SALLY J. BERENS U.S. MAGISTRATE JUDGE

Plaintiff Perry Pierce, a county detainee in the Berrien County Jail (BCJ), filed a pro se complaint pursuant to 42 U.S.C. § 1983 against Berrien County employees Sheriff P. Bailey Lieutenant Unknown Herbert, and Sergeant K. Robbins (incorrectly identified in the complaint as Kristin Robbinson), alleging claims based on events that occurred at the BCJ from January to June 2022. Following initial review by the Court pursuant to 28 U.S.C. §§ 1915(e)(2), 1915A, and 42 U.S.C. § 1997e(c), Plaintiff's remaining claim was his excessive force claim against Defendant Robbins under either the Eighth or Fourteenth Amendment. (ECF No. 6 at PageID.31, 41; ECF No. 7.) Following initial review, counsel appeared for Plaintiff and filed a motion for leave to file an amended complaint, which I granted in part on April 5, 2023. (ECF Nos. 27 and 33.) Plaintiff filed his amended complaint on April 10, 2023 alleging a Fourth Amendment excessive force claim against Defendant Robbins, as he was an arrestee at the time of the incident and had neither been arraigned nor had a probable cause hearing. (ECF No. 35 at PageID.122, 124-25.)

Presently before me is Defendant Robbins's Motion to Dismiss Plaintiff's First Amended Complaint (ECF No. 36), arguing that she is entitled to qualified immunity. The motion is fully briefed and ready for decision. For the reason that follow pursuant to 28 U.S.C. § 636(b)(1)(B), I recommend that the motion be DENIED.

I. Background
A. Plaintiff's Allegations

Plaintiff has been diagnosed with mental illness, including bipolar disorder and paranoid schizophrenia, with suicidal ideation. On January 28, 2022, he was arrested and lodged in the BCJ for resisting and obstructing a police officer. At the time of the arrest, Plaintiff was experiencing delusions. Plaintiff was taken to the BCJ and placed in a male inmate holding cell with 11 other inmates. (ECF No. 35 at PageID.122.)

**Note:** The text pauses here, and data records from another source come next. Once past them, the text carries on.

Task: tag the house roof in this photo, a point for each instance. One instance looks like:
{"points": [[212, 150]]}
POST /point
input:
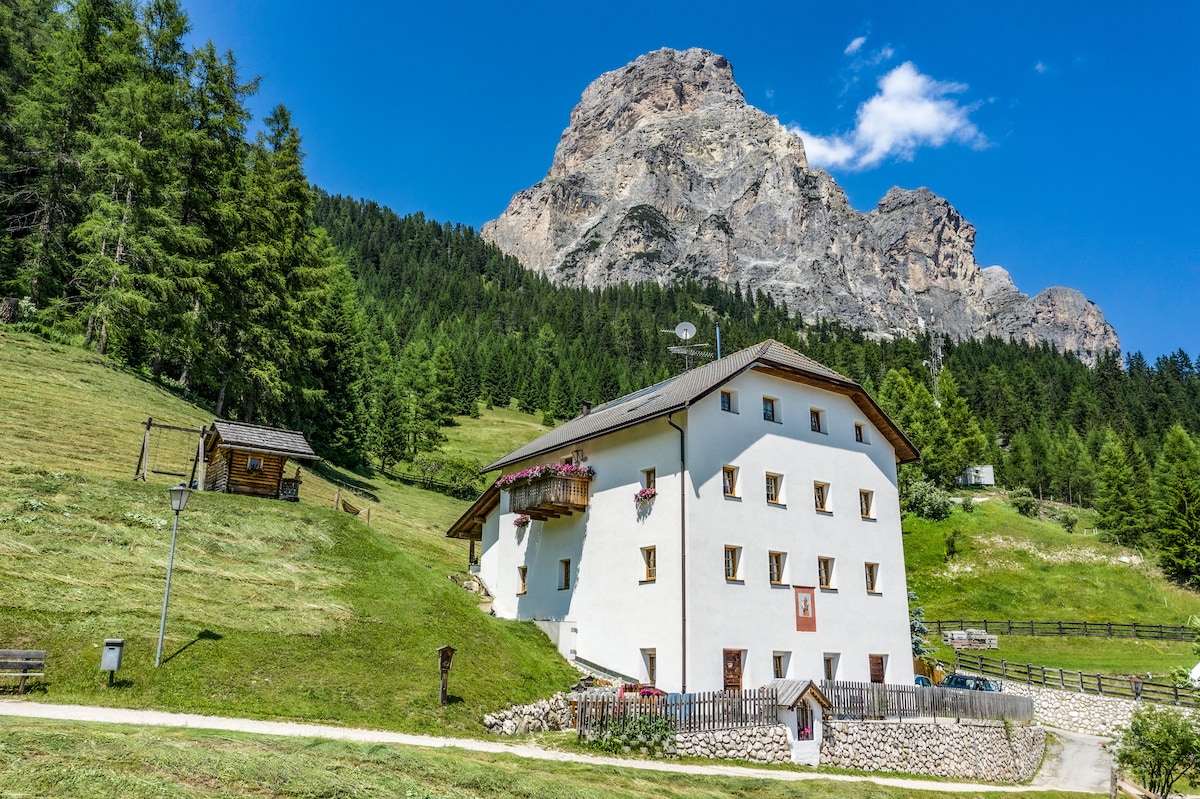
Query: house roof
{"points": [[270, 440], [790, 692], [681, 391], [471, 524]]}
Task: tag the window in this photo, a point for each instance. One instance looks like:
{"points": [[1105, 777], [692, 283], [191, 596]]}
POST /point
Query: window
{"points": [[651, 658], [774, 488], [873, 574], [864, 503], [825, 572], [820, 496], [732, 556], [775, 564], [769, 412], [730, 481], [648, 478], [651, 560]]}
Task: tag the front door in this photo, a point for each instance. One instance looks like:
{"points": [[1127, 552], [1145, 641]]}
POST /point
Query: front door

Security video from January 29, 2022, shows Plaintiff standing near the cell's glass door, appearing to call out to guards in an agitated manner. Six guards then gathered at the front of the cell to extract Plaintiff from the cell, intending to move him to a smaller isolation cell. When the guards opened the door, Plaintiff exited into their arms. The guards then took Plaintiff to the ground and placed him in handcuffs with his arms behind his back. Security video shows two guards leave to go to the destination cell while the remaining four guards carried Plaintiff by his arms and legs to the destination cell. (Id. at PageID.122-23.)

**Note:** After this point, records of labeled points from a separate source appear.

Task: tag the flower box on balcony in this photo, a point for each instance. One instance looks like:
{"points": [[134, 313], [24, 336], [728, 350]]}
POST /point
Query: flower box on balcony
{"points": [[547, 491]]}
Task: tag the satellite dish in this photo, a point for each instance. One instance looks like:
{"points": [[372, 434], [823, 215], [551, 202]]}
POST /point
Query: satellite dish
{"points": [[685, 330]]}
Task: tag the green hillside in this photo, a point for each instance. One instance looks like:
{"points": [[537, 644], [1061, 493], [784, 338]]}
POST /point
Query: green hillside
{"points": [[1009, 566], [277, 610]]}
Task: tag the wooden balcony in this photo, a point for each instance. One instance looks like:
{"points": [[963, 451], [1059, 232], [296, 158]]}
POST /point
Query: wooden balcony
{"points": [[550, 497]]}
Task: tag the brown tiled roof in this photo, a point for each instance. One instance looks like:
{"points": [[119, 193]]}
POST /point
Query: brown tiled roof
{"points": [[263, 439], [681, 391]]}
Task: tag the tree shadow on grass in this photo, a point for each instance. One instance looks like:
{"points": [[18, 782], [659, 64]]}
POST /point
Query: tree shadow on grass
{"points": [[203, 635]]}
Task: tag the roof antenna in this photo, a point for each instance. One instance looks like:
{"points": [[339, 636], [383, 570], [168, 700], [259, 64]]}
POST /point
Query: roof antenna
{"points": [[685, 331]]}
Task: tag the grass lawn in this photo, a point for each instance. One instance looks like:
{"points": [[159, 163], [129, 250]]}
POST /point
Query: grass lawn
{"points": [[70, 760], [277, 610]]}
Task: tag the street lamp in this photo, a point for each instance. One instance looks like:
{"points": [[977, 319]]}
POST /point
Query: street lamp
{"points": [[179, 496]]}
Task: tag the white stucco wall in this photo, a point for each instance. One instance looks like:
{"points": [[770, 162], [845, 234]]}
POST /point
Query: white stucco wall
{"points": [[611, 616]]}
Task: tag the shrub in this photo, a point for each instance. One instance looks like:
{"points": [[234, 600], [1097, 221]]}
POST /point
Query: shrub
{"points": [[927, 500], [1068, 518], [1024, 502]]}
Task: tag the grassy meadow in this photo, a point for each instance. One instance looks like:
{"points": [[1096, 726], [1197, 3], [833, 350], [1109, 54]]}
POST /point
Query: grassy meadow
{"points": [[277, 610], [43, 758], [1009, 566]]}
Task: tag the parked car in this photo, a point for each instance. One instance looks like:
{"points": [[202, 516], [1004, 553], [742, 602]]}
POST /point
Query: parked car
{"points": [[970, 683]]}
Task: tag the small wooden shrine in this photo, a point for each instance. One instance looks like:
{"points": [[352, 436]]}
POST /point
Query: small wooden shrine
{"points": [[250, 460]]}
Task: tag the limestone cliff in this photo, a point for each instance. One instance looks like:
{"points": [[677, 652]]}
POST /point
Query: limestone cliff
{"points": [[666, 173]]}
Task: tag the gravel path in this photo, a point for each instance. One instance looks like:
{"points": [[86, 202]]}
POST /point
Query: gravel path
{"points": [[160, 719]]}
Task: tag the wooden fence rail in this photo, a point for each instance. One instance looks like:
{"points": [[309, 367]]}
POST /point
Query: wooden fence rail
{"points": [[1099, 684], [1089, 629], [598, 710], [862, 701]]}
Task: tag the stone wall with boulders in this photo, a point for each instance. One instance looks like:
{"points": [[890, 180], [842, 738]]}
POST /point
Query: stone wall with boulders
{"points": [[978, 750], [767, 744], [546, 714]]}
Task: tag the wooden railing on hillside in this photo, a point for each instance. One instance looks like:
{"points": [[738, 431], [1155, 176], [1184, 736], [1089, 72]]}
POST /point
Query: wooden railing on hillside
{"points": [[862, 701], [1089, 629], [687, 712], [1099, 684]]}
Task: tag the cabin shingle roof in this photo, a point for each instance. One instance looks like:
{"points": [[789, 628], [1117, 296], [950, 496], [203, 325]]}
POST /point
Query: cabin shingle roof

Security video shows that once Plaintiff was in the isolation cell, the four guards dropped him face first on to the floor. Five guards then gathered around Plaintiff, kneeling on his limbs, torso, and neck, apparently loosening the handcuffs while Plaintiff offered no visible resistance. While the five guards were dealing with Plaintiff, the sixth guard, Defendant Robbins, walked to the doorway to observe the events. Defendant Robbins then began shaking her pepper spray in anticipation of using it on Plaintiff. When Plaintiff's arms were released from the handcuffs, he put his arms on the floor beside his head and turned his head to see the guards. At that point all but one guard exited the cell, while Defendant Robbins remained in the doorway. The remaining guard knelt on Plaintiff's legs, holding them folded, heels to butt, and then removed his taser and pointed it at the back of Plaintiff's head. Plaintiff was subdued and exhibited no active resistance. The security video shows that, as the sixth guard left the cell while Plaintiff remained on the floor, Defendant Robbins intentionally sprayed her cannister of pepper spray from the doorway directly into Plaintiff's face and eyes. Plaintiff alleges that the pepper spray caused him significant pain and discomfort and negatively impacted his vision. (Id. at PageID.123-24.)

B. Security Videos

In support of her motion to dismiss, Defendant Robbins has presented security video from three different cameras depicting the events in question from three different views: (1) inside the holding cell with other inmates present; (2) the lobby/control center hallway outside the cell; and (3) the isolation cell. None of the video footage contains audio.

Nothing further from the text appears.